Like many others, Smriti Jha, a project manager at an investment bank, has barely set foot in her office since March 2020. The 45-year-old single mother recently switched jobs – she was interviewed and hired through Zoom – and her new workplace has no plan to return to the office. She doesn’t miss the overcrowded commute and sees a five-day week in the city as “a little excessive”.

“Before the pandemic, it was generally working mothers who chose to work from home,” she said. “There has always been this kind of stigma – is it like they actually work or not? But I think this will blow your mind. “

Right now, office developers and investors say they are not worried. Although office leasing slumped to record lows over the past year as many companies reevaluated their needs, demand appears to have recovered.

According to McGuinness, the City of London Corporation has already approved the equivalent of 80% of the planning applications submitted for office space last year in the first three months of 2021.

Two new skyscrapers are slated to open side by side in Bishopsgate soon, and every stress is equipped with spacious offices and a host of amenities to lure workers back.

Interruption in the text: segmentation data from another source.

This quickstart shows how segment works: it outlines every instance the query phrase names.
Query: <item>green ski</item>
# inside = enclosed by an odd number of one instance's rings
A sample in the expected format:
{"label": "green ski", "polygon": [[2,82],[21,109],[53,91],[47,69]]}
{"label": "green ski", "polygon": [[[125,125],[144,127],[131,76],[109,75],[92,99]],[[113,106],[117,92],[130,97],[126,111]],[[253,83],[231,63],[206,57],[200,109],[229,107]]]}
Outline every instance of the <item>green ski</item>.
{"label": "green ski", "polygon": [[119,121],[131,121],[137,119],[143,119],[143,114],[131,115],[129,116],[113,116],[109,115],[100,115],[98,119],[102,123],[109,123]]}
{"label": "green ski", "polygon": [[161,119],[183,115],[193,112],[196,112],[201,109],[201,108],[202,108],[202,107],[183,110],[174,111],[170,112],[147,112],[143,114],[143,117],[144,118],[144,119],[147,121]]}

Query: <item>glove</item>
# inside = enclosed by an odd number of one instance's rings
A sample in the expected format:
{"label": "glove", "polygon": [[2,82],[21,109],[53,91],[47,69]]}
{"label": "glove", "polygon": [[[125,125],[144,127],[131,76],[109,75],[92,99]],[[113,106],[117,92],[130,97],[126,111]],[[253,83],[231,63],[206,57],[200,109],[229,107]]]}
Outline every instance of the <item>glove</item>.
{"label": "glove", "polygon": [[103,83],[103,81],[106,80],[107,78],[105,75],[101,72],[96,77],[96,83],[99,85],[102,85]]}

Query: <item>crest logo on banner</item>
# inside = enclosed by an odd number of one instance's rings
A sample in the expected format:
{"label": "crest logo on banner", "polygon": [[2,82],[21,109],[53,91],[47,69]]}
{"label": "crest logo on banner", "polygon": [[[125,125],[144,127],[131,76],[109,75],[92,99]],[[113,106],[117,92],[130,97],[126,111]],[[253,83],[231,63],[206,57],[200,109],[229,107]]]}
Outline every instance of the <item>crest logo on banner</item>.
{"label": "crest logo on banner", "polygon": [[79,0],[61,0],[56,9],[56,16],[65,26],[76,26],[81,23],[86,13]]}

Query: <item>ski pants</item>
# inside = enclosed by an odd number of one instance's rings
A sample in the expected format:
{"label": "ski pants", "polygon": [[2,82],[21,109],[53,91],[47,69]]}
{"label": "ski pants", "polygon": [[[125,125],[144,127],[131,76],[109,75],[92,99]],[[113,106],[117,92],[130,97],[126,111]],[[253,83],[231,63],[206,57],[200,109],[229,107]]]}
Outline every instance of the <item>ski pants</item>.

At 62 stories, 22 Bishopsgate is the second tallest tower in the UK and dwarfs everything else nearby. It is considered “Europe’s first vertical village” and has a huge food hall and a fitness studio. 60% of the office space was already let to companies before the opening in autumn.

Together with the neighboring tower at 8 Bishopsgate, the two offer enough space for around 17,000 workers.

Kevin Darvishi, leasing director at Stanhope, the developer of 8 Bishopsgate, said demand for quality office buildings will continue to be strong in the post-pandemic world.

“In the end, there would be a two-tier market where older buildings are cut down significantly because they can’t meet the needs of the next generation of workers,” he said.

In a broader sense, authorities said, COVID-19 has also accelerated plans to make the financial district a friendlier, more diverse place, one that is more open to flexible working – and gives people a reason to stay after work.

More space is planned for pedestrians and cyclists as well as cheaper or more flexible workplaces that can attract people from the creative sector. By 2025, the City of London aims to see a 50% increase in weekend and evening visitor numbers.

“I hope we build positively. I hope we come out with a better concept of work-life balance, “said McGuinness. “This will be a new development.”